After analyzing the attributes of more than half a million songs released over a period of 30 years, a computer algorithm was able to sort the successful songs from also-rans with an accuracy of up to 86%.
A team of mathematicians from UC Irvine described how — and why — it accomplished this feat in a study published in Wednesday's edition of the journal Royal Society Open Science.
"Successful songs are happier, brighter, more party-like, more danceable and less sad than most songs," the team wrote.
That may sound like an obvious recipe for pop-music success. But it actually went against the dominant musical trends.
Over the decades, songs exhibited "a clear downward trend in 'happiness' and 'brightness,' as well as a slight upward trend in 'sadness,'" the study authors reported. "The public seems to prefer happier songs, even though more and more unhappy songs are being released each year."
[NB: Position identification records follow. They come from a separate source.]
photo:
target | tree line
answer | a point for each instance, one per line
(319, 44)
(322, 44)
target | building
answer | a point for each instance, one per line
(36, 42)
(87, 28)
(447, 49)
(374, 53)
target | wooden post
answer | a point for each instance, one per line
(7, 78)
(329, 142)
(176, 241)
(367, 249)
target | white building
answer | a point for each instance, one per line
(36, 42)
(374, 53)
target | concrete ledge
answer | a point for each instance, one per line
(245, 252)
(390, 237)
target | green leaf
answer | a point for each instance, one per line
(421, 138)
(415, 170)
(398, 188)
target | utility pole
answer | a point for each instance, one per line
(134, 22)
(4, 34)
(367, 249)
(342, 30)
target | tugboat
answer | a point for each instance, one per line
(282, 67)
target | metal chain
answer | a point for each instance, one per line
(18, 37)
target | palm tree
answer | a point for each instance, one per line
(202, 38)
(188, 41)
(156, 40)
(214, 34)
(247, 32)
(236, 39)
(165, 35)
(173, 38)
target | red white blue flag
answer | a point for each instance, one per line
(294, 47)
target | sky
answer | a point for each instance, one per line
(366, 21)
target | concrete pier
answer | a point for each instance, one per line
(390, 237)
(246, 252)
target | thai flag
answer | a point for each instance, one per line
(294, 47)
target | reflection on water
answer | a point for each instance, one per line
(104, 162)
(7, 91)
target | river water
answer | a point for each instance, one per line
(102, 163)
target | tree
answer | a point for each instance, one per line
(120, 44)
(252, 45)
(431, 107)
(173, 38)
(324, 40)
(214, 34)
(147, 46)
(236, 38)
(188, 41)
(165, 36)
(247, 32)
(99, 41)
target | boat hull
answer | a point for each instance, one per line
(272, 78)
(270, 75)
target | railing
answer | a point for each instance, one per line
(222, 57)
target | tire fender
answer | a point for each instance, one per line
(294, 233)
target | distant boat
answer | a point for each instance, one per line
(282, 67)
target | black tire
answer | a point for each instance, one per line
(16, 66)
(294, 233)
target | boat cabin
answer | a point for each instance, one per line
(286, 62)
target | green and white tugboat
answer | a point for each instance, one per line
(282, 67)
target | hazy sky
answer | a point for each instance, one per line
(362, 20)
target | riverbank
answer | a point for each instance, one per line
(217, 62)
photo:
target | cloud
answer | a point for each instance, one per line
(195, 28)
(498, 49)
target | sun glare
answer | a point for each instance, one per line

That observation matched up with previous studies of song lyrics that found they contained fewer "positive emotions" and made more references to loneliness and social isolation as the years went by.
"It is interesting that, in this particular instance, acoustic characteristics of songs indicate similar patterns to those uncovered in lyrics," the researchers wrote.
Almost as if the music business were ignoring financial success and giving us the music they thought we deserved. Kind of like the book business, and the movie business, and the TV business, right?
And that is why I do not have TV or radio, and why I no longer frequent the bookstore.